Spanish politician (1941–2024)

Casimiro Hernández Calvo (15 November 1941 – 15 April 2024) was a Spanish politician. He was the mayor of Vilvestre in the Province of Salamanca from 1979 to 1995, a member of the provincial deputation for the same years, and a member of the Senate of Spain from 1986 to 2000.

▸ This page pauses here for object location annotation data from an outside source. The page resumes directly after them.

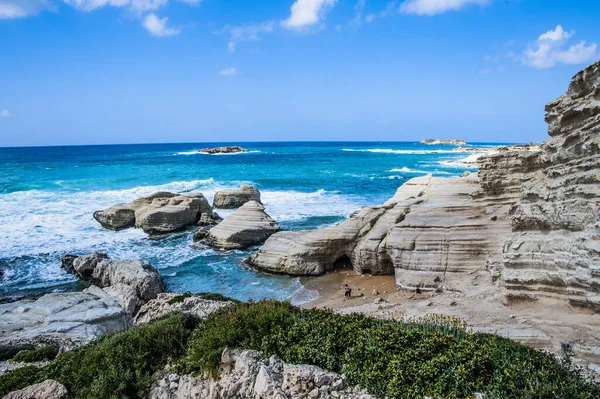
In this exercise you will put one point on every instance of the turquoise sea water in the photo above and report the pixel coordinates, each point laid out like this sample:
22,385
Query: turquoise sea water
48,195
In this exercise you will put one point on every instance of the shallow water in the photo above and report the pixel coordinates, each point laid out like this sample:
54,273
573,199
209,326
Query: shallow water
48,195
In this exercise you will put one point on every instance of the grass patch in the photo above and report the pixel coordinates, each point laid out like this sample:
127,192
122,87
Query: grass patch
46,352
434,357
117,366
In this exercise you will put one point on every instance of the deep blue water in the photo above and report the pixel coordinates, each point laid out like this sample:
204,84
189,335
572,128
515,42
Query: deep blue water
48,195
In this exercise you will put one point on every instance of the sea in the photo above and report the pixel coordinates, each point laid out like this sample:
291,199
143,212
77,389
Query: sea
48,196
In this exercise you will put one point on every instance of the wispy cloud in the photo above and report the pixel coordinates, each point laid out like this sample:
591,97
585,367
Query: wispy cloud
433,7
246,33
228,72
10,9
158,26
305,13
552,48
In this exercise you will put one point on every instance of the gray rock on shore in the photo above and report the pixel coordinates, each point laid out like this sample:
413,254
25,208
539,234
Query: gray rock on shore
48,389
159,213
67,320
231,199
247,226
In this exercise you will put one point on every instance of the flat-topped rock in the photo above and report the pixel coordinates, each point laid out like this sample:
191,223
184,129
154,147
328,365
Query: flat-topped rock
67,320
443,141
247,226
224,150
231,199
159,213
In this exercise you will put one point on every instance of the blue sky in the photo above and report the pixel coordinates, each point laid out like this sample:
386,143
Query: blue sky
134,71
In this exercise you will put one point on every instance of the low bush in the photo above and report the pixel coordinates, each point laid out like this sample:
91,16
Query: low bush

Born in Cerezal de Peñahorcada, he was a member of the Union of the Democratic Centre (UCD) before moving to the People's Alliance (AP) in the early 1980s, which then became the People's Party (PP). In 1991, he obtained the first right-leaning majority in the provincial deputation (13 of 25 seats), but was not installed as president as the 11 from the Spanish Socialist Workers' Party (PSOE) obtained the support of the one CDS deputy and José Jesús Dávila Rodríguez, from Hernández Calvo's own party. The Davilazo incident was condemned by PP founder Manuel Fraga as "the greatest shame since Viriathus's betrayal".

From 1993, Hernández Calvo's power base in the party in the province was weakened due to the rise of young figures Julián Lanzarote, Alfonso Fernández Mañueco and Gonzalo Robles. Between 1995 and Hernández Calvo's death, the PP retained hegemony in both municipal and provincial politics in Salamanca.